This is one of the strange issues I found with the Analysis FIFO.
Or possibly this will also happen with the simple TLM FIFO.
I have some component A which has analysis port, connected with the FIFO-A in some other component-B.
Whenever the transaction has been sent from the Analysis port, that is received in the component B successfully.
But now, after returning from write method, component A makes some changes in the object which was sent, This should not make any reflection in the componentB’s received transaction.
But this is happening.
Any change in the object after write method, which was sent by component A directly reflect the Component-B’s object.
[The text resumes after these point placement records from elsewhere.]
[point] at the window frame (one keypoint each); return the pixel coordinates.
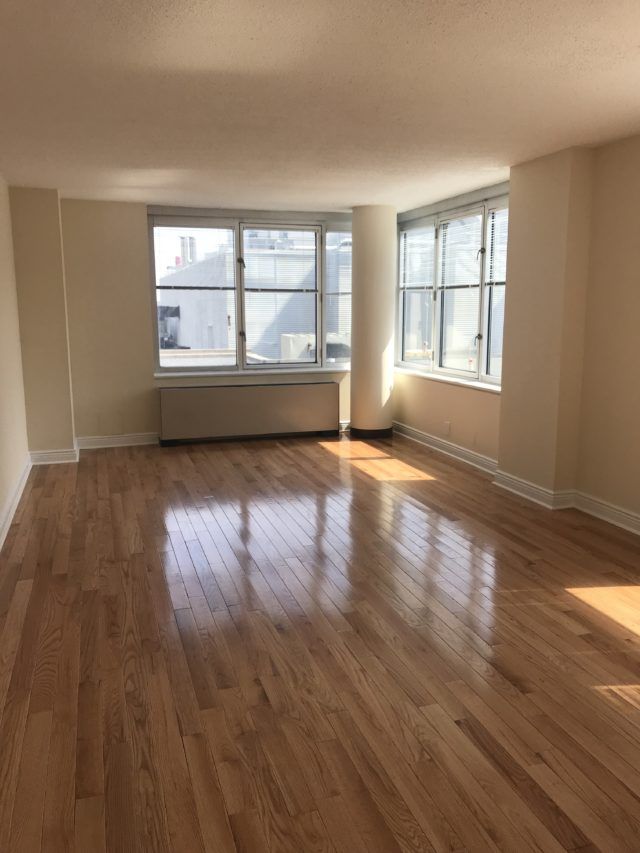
(435, 220)
(294, 223)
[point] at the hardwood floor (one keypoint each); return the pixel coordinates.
(313, 645)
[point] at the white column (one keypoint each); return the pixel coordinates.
(375, 233)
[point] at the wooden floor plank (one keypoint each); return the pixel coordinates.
(312, 645)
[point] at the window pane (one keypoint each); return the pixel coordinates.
(338, 262)
(338, 297)
(417, 249)
(197, 328)
(495, 276)
(195, 296)
(194, 257)
(418, 327)
(281, 327)
(279, 259)
(338, 325)
(459, 323)
(460, 244)
(496, 295)
(497, 229)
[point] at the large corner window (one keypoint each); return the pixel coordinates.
(241, 296)
(452, 282)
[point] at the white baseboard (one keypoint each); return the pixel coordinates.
(532, 492)
(566, 499)
(485, 463)
(53, 457)
(92, 442)
(11, 503)
(608, 512)
(569, 499)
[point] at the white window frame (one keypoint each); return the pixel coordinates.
(479, 375)
(293, 223)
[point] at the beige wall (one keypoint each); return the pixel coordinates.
(37, 246)
(610, 440)
(13, 427)
(544, 318)
(110, 310)
(109, 307)
(427, 404)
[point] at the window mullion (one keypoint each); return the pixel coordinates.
(241, 335)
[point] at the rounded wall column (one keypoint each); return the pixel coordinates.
(375, 237)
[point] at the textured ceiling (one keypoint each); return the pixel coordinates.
(306, 105)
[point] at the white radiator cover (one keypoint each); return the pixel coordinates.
(235, 411)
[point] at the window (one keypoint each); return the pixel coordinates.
(452, 281)
(243, 296)
(495, 286)
(338, 297)
(280, 295)
(195, 296)
(417, 252)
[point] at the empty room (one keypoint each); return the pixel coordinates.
(319, 426)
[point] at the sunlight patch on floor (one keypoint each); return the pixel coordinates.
(374, 462)
(619, 603)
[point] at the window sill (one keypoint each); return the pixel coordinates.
(449, 380)
(282, 371)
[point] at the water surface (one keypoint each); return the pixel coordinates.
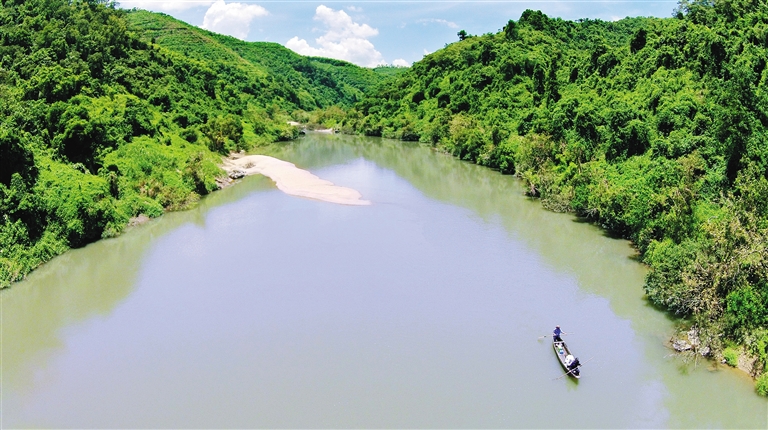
(258, 309)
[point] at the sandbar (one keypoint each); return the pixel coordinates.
(294, 181)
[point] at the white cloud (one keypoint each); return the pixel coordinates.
(343, 40)
(165, 6)
(439, 21)
(233, 19)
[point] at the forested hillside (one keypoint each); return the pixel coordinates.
(653, 128)
(107, 114)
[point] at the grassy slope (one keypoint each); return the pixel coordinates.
(106, 114)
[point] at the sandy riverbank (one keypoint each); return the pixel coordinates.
(294, 181)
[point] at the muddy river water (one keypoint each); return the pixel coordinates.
(424, 309)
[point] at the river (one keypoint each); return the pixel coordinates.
(424, 309)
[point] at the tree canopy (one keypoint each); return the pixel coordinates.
(653, 128)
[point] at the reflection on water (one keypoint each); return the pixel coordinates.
(258, 309)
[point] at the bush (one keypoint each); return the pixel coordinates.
(731, 356)
(762, 385)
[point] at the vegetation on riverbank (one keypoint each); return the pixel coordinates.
(107, 114)
(653, 128)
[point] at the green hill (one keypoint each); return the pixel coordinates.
(107, 114)
(653, 128)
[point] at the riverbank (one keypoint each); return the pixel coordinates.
(292, 180)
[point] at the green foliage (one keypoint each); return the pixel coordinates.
(653, 128)
(731, 356)
(762, 385)
(107, 114)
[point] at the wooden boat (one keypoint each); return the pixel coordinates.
(562, 351)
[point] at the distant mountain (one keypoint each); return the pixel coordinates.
(655, 129)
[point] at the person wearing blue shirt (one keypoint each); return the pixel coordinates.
(556, 334)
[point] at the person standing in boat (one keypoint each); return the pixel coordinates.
(574, 364)
(556, 334)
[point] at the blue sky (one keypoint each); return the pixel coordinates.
(368, 33)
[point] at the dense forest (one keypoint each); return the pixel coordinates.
(653, 128)
(106, 114)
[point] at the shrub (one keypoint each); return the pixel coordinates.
(762, 385)
(731, 356)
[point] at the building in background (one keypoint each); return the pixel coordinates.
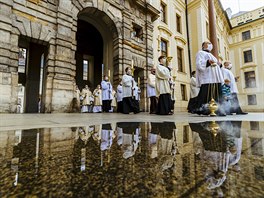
(246, 53)
(49, 46)
(171, 40)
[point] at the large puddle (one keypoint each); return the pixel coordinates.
(206, 159)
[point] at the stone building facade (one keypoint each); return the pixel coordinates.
(246, 53)
(63, 43)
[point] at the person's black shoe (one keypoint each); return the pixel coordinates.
(221, 114)
(242, 113)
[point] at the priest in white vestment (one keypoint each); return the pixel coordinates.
(119, 97)
(151, 91)
(209, 79)
(128, 85)
(194, 91)
(163, 91)
(235, 107)
(106, 94)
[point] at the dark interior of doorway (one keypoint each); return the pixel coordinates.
(89, 44)
(32, 77)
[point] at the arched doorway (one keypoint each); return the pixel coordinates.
(96, 36)
(31, 75)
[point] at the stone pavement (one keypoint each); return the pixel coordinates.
(29, 121)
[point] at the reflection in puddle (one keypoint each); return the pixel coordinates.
(221, 158)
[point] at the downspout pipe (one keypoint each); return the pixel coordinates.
(188, 37)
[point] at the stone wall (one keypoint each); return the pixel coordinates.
(54, 23)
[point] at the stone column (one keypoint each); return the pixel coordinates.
(212, 27)
(64, 69)
(8, 60)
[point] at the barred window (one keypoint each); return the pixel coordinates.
(246, 35)
(248, 56)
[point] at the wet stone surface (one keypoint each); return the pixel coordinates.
(205, 159)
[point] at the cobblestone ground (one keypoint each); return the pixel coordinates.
(28, 121)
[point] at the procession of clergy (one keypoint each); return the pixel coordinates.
(213, 80)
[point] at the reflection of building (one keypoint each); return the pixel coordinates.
(37, 159)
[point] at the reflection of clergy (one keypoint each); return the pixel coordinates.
(165, 145)
(235, 156)
(153, 138)
(215, 152)
(106, 137)
(130, 140)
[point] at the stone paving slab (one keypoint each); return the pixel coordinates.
(30, 121)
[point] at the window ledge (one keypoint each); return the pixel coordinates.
(247, 65)
(184, 73)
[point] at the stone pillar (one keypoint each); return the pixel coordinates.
(64, 64)
(8, 60)
(212, 27)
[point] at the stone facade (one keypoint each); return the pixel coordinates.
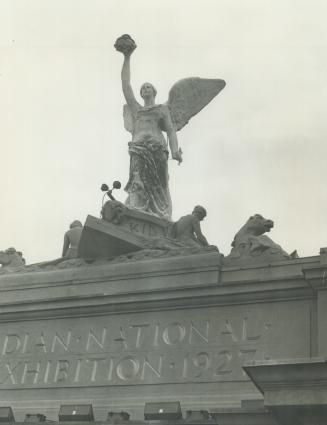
(168, 329)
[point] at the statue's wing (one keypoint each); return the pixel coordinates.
(188, 96)
(128, 118)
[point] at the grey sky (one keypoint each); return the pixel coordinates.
(259, 147)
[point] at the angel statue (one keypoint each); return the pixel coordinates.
(147, 186)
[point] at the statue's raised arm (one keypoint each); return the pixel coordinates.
(126, 45)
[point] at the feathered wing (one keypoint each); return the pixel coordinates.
(188, 96)
(128, 118)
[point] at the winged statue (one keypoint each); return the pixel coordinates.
(147, 186)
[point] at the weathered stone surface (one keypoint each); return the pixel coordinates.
(103, 239)
(71, 240)
(147, 186)
(149, 331)
(250, 244)
(11, 258)
(134, 221)
(294, 390)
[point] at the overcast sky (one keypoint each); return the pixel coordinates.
(258, 147)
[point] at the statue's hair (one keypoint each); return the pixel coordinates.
(153, 88)
(75, 223)
(200, 210)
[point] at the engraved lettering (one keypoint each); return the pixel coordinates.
(156, 336)
(111, 368)
(78, 369)
(47, 371)
(26, 338)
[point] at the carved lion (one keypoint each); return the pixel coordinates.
(250, 242)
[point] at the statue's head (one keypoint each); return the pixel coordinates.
(148, 90)
(199, 212)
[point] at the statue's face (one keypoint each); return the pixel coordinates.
(148, 90)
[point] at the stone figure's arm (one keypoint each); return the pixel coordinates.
(126, 84)
(66, 245)
(176, 153)
(197, 230)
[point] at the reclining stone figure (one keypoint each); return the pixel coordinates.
(251, 243)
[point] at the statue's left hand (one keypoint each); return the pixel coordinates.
(178, 155)
(125, 44)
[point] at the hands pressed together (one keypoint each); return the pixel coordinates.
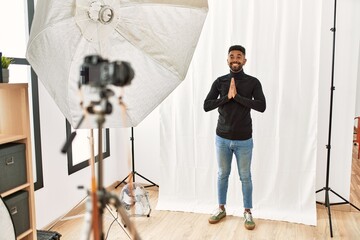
(232, 89)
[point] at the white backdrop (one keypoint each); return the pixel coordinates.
(289, 49)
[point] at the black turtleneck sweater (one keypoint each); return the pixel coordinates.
(234, 121)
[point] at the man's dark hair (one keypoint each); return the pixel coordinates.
(237, 47)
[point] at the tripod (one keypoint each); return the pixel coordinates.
(327, 189)
(133, 172)
(100, 198)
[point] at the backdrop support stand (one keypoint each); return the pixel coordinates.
(133, 171)
(327, 189)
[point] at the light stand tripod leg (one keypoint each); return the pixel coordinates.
(133, 172)
(326, 188)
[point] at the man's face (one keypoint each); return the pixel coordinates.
(236, 60)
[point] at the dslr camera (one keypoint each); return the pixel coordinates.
(99, 72)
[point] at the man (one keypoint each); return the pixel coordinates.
(235, 94)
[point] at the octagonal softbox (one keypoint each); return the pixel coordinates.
(157, 37)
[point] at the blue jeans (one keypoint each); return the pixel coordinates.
(243, 151)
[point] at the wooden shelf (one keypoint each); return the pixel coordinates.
(15, 128)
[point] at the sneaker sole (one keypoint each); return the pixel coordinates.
(250, 227)
(215, 221)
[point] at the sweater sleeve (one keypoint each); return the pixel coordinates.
(212, 101)
(258, 101)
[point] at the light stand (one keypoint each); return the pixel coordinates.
(327, 189)
(133, 172)
(1, 69)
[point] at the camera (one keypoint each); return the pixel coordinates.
(99, 72)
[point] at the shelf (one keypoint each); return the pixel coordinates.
(21, 187)
(5, 138)
(15, 128)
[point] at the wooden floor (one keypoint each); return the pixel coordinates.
(169, 225)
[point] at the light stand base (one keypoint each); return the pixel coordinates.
(133, 177)
(327, 204)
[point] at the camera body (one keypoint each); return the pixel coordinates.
(99, 72)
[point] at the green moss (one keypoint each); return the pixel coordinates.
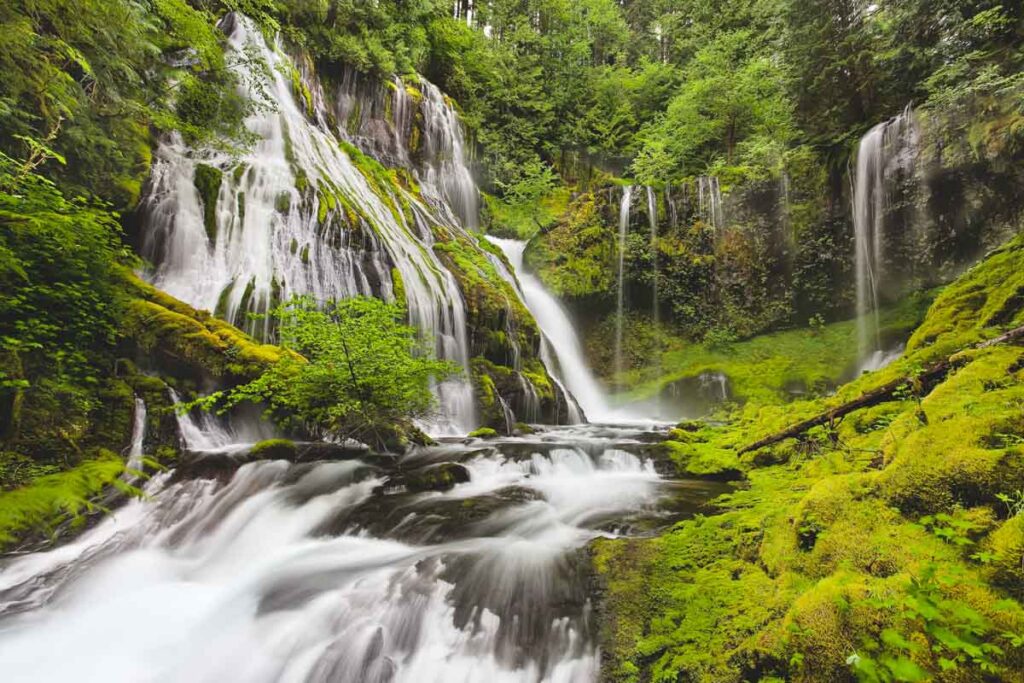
(522, 222)
(776, 367)
(207, 180)
(697, 459)
(158, 323)
(274, 449)
(53, 499)
(988, 297)
(819, 556)
(579, 256)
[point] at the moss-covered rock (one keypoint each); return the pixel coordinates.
(274, 449)
(192, 340)
(207, 180)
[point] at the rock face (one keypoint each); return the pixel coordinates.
(753, 255)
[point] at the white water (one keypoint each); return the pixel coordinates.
(710, 201)
(570, 366)
(134, 462)
(249, 583)
(209, 434)
(655, 308)
(270, 242)
(624, 226)
(889, 146)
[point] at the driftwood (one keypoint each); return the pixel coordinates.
(884, 393)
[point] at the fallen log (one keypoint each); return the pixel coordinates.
(882, 394)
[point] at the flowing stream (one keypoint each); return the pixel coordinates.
(561, 338)
(886, 151)
(459, 562)
(624, 227)
(345, 570)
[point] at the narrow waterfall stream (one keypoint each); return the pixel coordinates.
(624, 227)
(345, 570)
(885, 152)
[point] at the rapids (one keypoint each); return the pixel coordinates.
(346, 570)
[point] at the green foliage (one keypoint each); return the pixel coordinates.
(61, 300)
(53, 499)
(771, 368)
(90, 79)
(956, 635)
(360, 375)
(730, 118)
(577, 257)
(873, 550)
The code is somewhat like this.
class item extends ovm_transaction;
int d; ovm_object_utils_begin(item) ovm_field_int(d, OVM_ALL_ON)
`ovm_object_utils_end
// new - constructor
function new (string name = “simple_item”);
super.new(name);
endfunction : new
function bit comp (item t);
return compare(t);
endfunction: comp
endclass :item
class A
ovm_analysis_port #(item) port1;
item i1;
task run;
…
i1.d = 16’h0055;
port1.write(i1); #10 i1.d =16’h0199;
endtask
endclass
class B.
tlm_analysis_fifo #(item) fifo;
item a;
task run
forever
begin
fifo.get(a); #10 $display(“a data is %0h”,a.d);
end
endtask: run
endclass
The value of a.d displayed is 16’h0199 instead of 16’h0055.
If you put a $display right after the fifo.get and before the #10 delay, I’ll bet you see the value of a.d as 16’h0055.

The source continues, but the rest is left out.